Across New England, millions of households and businesses rely on electricity from the grid to power lights, appliances, machines, computers and phones, and more. Demand varies second-to-second throughout each day, meaning electricity must be available the instant it’s needed.
Net annual energy use in New England grew steadily between 1995 and 2005, driven primarily by increased economic growth and the increased use of air conditioning.
Since 2005, net annual energy use has trended downward mainly due to an increase in energy efficiency from advanced cooling and heating technologies, energy-efficient appliances and lighting, and increasing levels of “behind-the-meter” solar (BTM PV) generation.
As shown in the chart below, though, levels of peak demand—the highest amount of electricity used in a single hour—can vary significantly from year to year. New England’s power system is planned and operated to serve demand during these peak hours, which can still see spikes even if annual use is not historically high.
* Annual energy use, also known as net energy for load (NEL), is the total amount of grid electricity produced by generators in New England and imported from other regions during the year to satisfy all residential, commercial, and industrial customer demand.
** Peak demand represents the sum of metered generation and metered net interchange, less demand from pumped storage units. Starting with full market integration of demand response on June 1, 2018, this total also includes the grossed-up demand response value.

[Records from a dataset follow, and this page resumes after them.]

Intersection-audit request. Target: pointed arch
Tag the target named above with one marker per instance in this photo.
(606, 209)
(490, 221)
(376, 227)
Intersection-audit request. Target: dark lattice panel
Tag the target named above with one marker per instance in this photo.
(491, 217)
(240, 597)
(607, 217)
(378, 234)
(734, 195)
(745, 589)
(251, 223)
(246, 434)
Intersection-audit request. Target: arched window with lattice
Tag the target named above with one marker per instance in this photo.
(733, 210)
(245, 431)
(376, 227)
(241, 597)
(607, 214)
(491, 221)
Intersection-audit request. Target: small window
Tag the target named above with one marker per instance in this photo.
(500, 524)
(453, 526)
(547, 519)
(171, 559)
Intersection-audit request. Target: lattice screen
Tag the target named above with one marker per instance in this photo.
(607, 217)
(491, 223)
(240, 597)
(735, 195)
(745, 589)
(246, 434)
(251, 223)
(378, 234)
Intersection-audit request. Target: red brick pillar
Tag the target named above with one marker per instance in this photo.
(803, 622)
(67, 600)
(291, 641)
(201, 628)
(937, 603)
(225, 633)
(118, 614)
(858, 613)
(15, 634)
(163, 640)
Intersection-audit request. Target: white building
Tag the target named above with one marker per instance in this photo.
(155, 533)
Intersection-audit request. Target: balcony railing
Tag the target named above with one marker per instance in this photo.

New England typically reaches its highest demand for electricity during the summer, when warmer weather leads to increased use of energy-intensive air conditioning. The highest level of demand observed since the ISO began managing the power grid in 1997 was 28,130 megawatts (MW), recorded during a heat wave in August 2006.

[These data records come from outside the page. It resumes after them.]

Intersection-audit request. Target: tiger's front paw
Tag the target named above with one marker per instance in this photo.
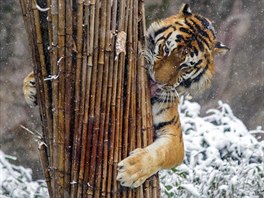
(136, 168)
(29, 89)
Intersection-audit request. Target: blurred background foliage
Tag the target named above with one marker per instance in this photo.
(239, 78)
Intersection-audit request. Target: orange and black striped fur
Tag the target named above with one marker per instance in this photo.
(180, 54)
(180, 58)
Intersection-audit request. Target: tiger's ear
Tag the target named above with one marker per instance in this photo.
(185, 10)
(220, 48)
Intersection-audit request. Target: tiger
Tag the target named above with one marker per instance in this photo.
(179, 57)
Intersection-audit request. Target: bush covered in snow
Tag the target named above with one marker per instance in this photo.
(222, 158)
(16, 181)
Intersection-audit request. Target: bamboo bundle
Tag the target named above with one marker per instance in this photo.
(92, 91)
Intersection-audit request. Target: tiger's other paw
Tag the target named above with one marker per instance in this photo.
(135, 169)
(29, 89)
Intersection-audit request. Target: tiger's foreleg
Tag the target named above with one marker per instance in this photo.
(165, 152)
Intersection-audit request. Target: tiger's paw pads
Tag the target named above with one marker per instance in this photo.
(135, 169)
(29, 89)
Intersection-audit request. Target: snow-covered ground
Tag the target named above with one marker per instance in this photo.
(222, 159)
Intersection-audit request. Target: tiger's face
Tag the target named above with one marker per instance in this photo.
(180, 52)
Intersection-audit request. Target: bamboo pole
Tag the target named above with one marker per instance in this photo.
(98, 89)
(68, 96)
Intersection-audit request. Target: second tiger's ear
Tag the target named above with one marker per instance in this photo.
(220, 48)
(185, 10)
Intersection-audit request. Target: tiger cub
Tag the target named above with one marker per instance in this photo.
(180, 57)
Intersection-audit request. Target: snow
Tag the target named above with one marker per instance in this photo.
(222, 159)
(16, 181)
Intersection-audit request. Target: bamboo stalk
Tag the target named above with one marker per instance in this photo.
(77, 102)
(43, 155)
(111, 112)
(112, 106)
(101, 97)
(61, 95)
(119, 97)
(107, 92)
(95, 99)
(85, 102)
(89, 106)
(68, 96)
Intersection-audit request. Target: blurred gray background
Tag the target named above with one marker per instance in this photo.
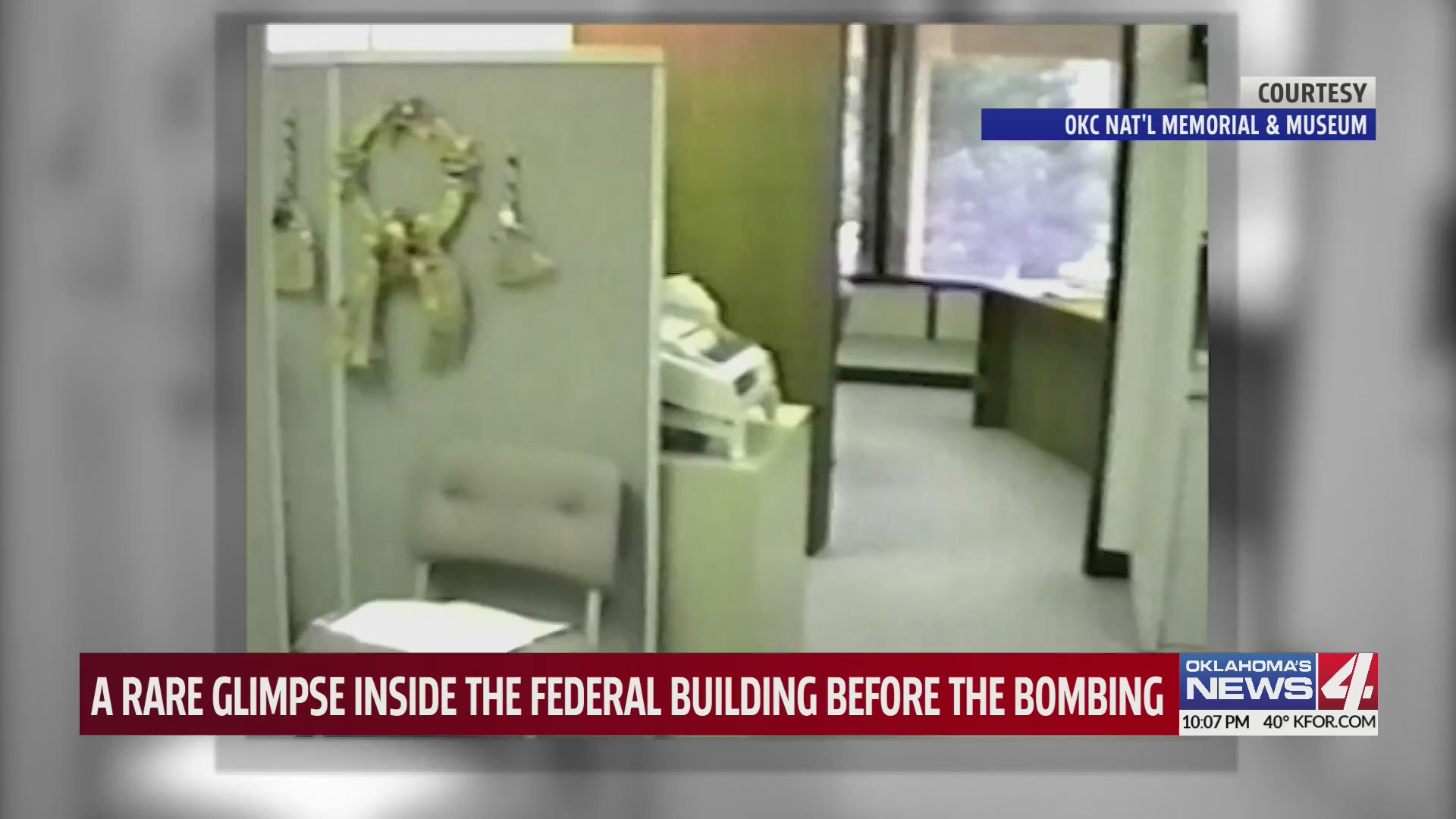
(1332, 406)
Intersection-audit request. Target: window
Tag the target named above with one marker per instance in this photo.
(1014, 210)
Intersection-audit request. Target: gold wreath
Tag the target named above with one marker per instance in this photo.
(405, 246)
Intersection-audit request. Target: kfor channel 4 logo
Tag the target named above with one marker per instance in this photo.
(1280, 682)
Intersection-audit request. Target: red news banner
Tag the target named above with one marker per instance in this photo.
(629, 694)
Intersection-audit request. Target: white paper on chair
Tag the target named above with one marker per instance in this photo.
(441, 627)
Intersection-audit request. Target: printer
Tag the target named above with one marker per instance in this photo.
(715, 384)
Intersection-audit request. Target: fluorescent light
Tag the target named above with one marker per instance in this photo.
(417, 37)
(315, 37)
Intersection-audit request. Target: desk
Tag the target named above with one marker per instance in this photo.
(733, 539)
(1040, 365)
(1041, 369)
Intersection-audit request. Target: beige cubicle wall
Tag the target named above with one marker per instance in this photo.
(566, 365)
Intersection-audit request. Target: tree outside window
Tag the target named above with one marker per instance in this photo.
(1017, 210)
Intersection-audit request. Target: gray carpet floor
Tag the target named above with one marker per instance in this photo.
(948, 538)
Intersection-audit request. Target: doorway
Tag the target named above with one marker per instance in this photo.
(974, 335)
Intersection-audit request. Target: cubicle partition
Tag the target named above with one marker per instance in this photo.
(568, 363)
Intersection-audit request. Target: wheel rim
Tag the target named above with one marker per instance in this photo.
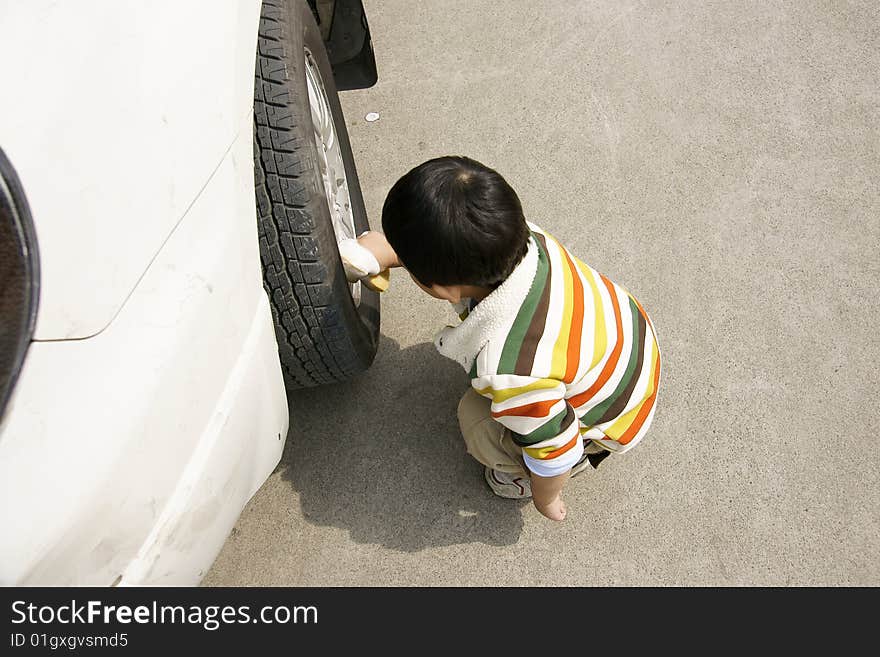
(330, 164)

Summer peaks on the hottest and most humid days have averaged around 25,600 MW since 2000, while peaks on the coldest days have averaged around 21,000 MW.

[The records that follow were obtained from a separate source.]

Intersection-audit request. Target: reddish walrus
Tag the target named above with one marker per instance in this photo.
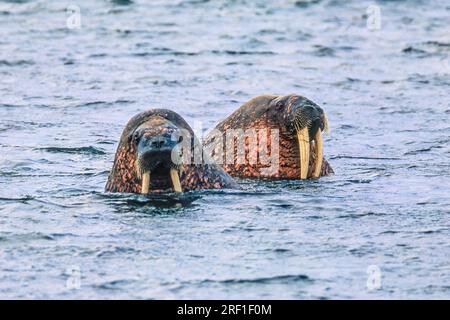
(156, 153)
(272, 136)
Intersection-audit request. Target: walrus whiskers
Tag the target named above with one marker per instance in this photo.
(303, 149)
(145, 182)
(319, 154)
(175, 180)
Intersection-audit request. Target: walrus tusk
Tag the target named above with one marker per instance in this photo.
(303, 148)
(319, 154)
(175, 180)
(145, 182)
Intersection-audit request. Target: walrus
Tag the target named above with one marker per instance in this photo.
(156, 154)
(287, 130)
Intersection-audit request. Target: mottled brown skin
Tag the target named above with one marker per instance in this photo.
(125, 178)
(274, 112)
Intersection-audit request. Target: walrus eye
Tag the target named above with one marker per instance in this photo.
(279, 104)
(135, 137)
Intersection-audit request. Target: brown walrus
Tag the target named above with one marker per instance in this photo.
(156, 154)
(289, 125)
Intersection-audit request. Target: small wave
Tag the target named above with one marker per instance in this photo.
(17, 63)
(264, 280)
(20, 199)
(75, 150)
(24, 237)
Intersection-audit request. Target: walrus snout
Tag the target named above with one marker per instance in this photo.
(155, 153)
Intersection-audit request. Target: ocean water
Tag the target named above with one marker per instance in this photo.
(378, 228)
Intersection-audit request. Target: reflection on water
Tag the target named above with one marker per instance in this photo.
(65, 95)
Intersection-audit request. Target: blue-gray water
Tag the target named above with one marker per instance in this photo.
(65, 95)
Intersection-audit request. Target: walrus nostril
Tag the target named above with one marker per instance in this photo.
(157, 143)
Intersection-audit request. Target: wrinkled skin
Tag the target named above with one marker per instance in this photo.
(285, 113)
(147, 137)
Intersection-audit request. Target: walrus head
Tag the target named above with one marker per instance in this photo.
(305, 120)
(146, 159)
(297, 150)
(155, 154)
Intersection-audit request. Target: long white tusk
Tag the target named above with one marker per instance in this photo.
(145, 182)
(319, 154)
(175, 180)
(303, 148)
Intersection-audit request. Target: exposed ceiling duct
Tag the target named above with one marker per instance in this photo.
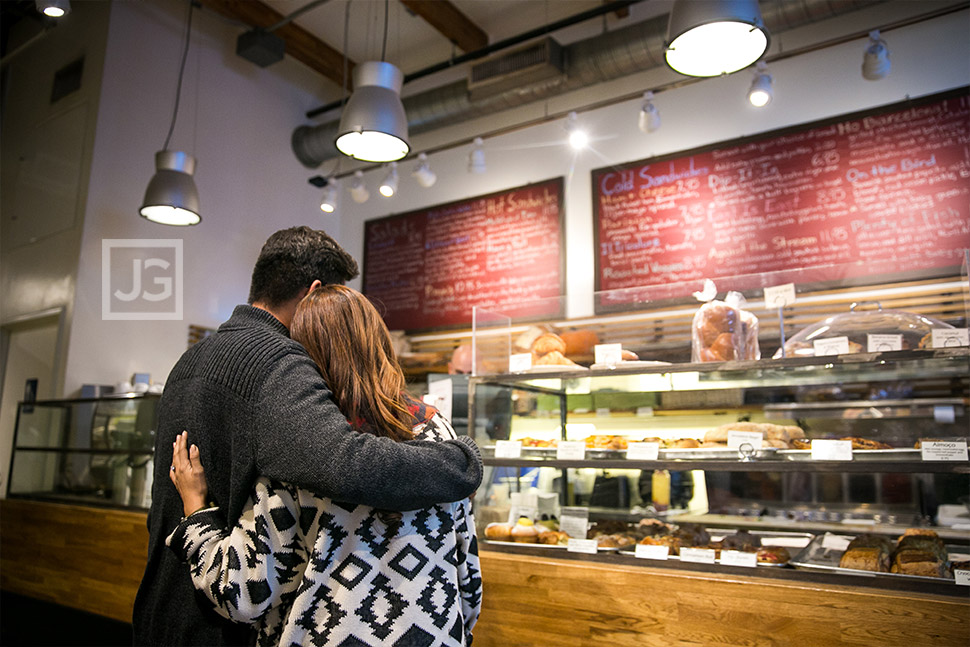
(614, 54)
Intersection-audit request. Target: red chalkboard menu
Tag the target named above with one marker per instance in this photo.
(888, 187)
(504, 251)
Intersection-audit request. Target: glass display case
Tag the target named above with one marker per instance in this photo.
(90, 451)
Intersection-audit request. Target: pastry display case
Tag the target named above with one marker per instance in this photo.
(829, 468)
(88, 451)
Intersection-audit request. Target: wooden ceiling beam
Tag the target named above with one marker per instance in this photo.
(300, 44)
(450, 22)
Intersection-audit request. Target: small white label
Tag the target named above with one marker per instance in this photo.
(608, 354)
(738, 438)
(939, 450)
(880, 343)
(508, 448)
(950, 337)
(571, 450)
(739, 558)
(581, 546)
(644, 551)
(643, 451)
(831, 450)
(574, 521)
(944, 413)
(698, 555)
(519, 362)
(831, 346)
(779, 296)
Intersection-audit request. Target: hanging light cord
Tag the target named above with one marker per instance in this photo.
(178, 89)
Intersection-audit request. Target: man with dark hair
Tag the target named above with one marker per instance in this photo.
(256, 405)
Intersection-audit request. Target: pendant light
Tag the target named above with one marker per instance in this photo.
(714, 37)
(172, 197)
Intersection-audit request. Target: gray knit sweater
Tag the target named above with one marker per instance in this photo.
(253, 401)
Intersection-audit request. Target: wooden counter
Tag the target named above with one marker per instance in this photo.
(92, 559)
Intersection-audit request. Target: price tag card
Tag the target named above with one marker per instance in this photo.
(642, 451)
(574, 521)
(739, 558)
(738, 438)
(698, 555)
(944, 450)
(508, 448)
(581, 546)
(519, 362)
(651, 552)
(950, 337)
(831, 346)
(831, 450)
(609, 354)
(881, 343)
(780, 295)
(571, 450)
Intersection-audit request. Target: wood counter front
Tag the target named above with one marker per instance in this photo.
(93, 558)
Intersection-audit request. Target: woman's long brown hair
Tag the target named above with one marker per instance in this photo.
(351, 345)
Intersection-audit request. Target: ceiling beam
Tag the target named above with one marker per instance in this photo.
(300, 44)
(450, 22)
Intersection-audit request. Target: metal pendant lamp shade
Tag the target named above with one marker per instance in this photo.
(373, 126)
(171, 197)
(714, 37)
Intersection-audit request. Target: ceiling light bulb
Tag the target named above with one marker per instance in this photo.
(423, 174)
(476, 159)
(358, 190)
(389, 185)
(760, 93)
(578, 138)
(649, 115)
(714, 37)
(329, 202)
(875, 62)
(373, 126)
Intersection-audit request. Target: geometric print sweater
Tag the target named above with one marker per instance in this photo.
(307, 570)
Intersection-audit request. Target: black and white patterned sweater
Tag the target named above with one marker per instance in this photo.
(307, 570)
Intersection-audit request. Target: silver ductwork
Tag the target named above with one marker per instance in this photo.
(614, 54)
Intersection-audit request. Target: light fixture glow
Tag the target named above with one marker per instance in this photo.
(760, 93)
(423, 174)
(476, 159)
(171, 197)
(329, 202)
(714, 37)
(649, 120)
(373, 126)
(358, 190)
(389, 185)
(53, 8)
(875, 62)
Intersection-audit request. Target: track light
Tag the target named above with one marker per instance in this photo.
(649, 115)
(476, 159)
(329, 202)
(358, 191)
(760, 93)
(714, 37)
(875, 62)
(389, 185)
(53, 8)
(577, 136)
(423, 174)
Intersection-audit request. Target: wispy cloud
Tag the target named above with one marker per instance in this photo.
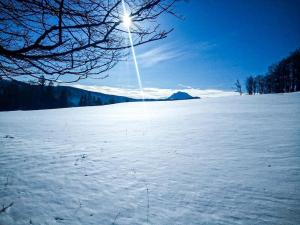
(172, 51)
(155, 92)
(160, 54)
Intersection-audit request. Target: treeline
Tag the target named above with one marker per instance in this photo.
(41, 94)
(15, 95)
(281, 77)
(89, 100)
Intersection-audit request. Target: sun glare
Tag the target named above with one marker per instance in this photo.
(127, 20)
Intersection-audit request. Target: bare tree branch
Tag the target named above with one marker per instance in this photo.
(69, 40)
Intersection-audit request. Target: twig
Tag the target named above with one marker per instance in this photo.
(116, 218)
(148, 205)
(4, 208)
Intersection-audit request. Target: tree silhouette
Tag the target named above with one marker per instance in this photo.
(69, 40)
(238, 87)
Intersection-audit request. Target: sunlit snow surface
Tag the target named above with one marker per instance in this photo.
(228, 160)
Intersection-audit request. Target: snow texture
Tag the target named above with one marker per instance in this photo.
(227, 160)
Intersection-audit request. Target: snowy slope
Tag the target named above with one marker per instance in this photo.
(229, 160)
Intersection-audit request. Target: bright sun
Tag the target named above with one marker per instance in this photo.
(127, 20)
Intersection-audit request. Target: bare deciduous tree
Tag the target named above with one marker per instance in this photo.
(69, 40)
(238, 87)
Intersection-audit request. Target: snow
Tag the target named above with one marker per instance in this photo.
(227, 160)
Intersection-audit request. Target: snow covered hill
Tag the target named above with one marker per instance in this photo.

New England was a winter-peaking system until 1989, and in the early 1990s the region had similar winter and summer peaks. Growing use of air conditioning contributed to this dramatic change. However, as state policies drive adoption of electric space and water heating systems, New England is expected to again have a winter peaking system in the 2030s.
The region sees its lowest levels of demand in the spring and fall, with daily peaks averaging well below 20,000 MW. On mild, sunny days in these shoulder seasons, electricity produced by BTM PV installations can send demand for grid electricity plunging in a phenomenon known as the “duck curve.” Over the past several years, the ISO has observed record low levels of demand each spring. Such days are not disruptive from a grid operations perspective—the ISO’s sophisticated modeling and forecasting methods allow system operators to anticipate and prepare for these conditions.
All Days | Winter Days | ||
---|---|---|---|
DATE | DEMAND (MW) | DATE | DEMAND (MW) |
August 2, 2006 | 28,130 | January 15, 2004 | 22,818 |
July 22, 2011 | 27,707 | December 20, 2004 | 22,631 |
August 1, 2006 | 27,467 | January 14, 2004 | 22,477 |
July 19, 2013 | 27,379 | January 18, 2005 | 22,141 |
July 18, 2006 | 27,329 | January 16, 2004 | 21,931 |
Today, about 25% of total system capacity is provided by distributed energy resources that reduce demand from the grid.
State policies and wholesale market revenues support energy efficiency (EE) and demand response programs. New England states have invested billions of dollars in EE programs that promote the use of energy-efficient appliances and lighting and advanced cooling and heating technologies, with another $11 billion expected through 2033. Nearly 3,600 MW of demand capacity resources (including demand response, energy efficiency measures, and distributed generation) reduce electricity demand from New England’s power grid—that’s more than 11% of system capacity acquired in the most recent Forward Capacity Auction. And New England is first in the nation to innovate and enable demand resources to fully participate in the energy and reserve markets.
Providing incentives for local/residential solar power is also a top priority for New England policymakers, with the states spending billions of dollars on making solar energy affordable for consumers. In 2010, New England had about 40 MW of behind-the-meter solar photovoltaic (BTM PV) resources. Today, the region's BTM PV installations have a combined nameplate generating capability of about 5,000 MW. The region is on track to exceed 8,000 MW over the next decade. Though these resources don’t participate in the markets, the markets are flexible to changes in grid demand, so grid electricity is not over-produced—or over-purchased.
The ISO forecasts that electrification of transportation and heating will drive increases in both energy use and peak demand in New England over the next 10 years. The ISO develops gross long-term forecasts for annual and peak electricity demand using state and regional economic forecasts, years of weather history in New England, and electrification forecasts. Results of the ISO’s forecast for behind-the-meter solar photovoltaic (BTM PV) is applied to the gross forecasts to develop net long-term forecasts. Since BTM PV reduces the amount of electricity consumers draw from the bulk power system, the net forecasts represent actual grid demand.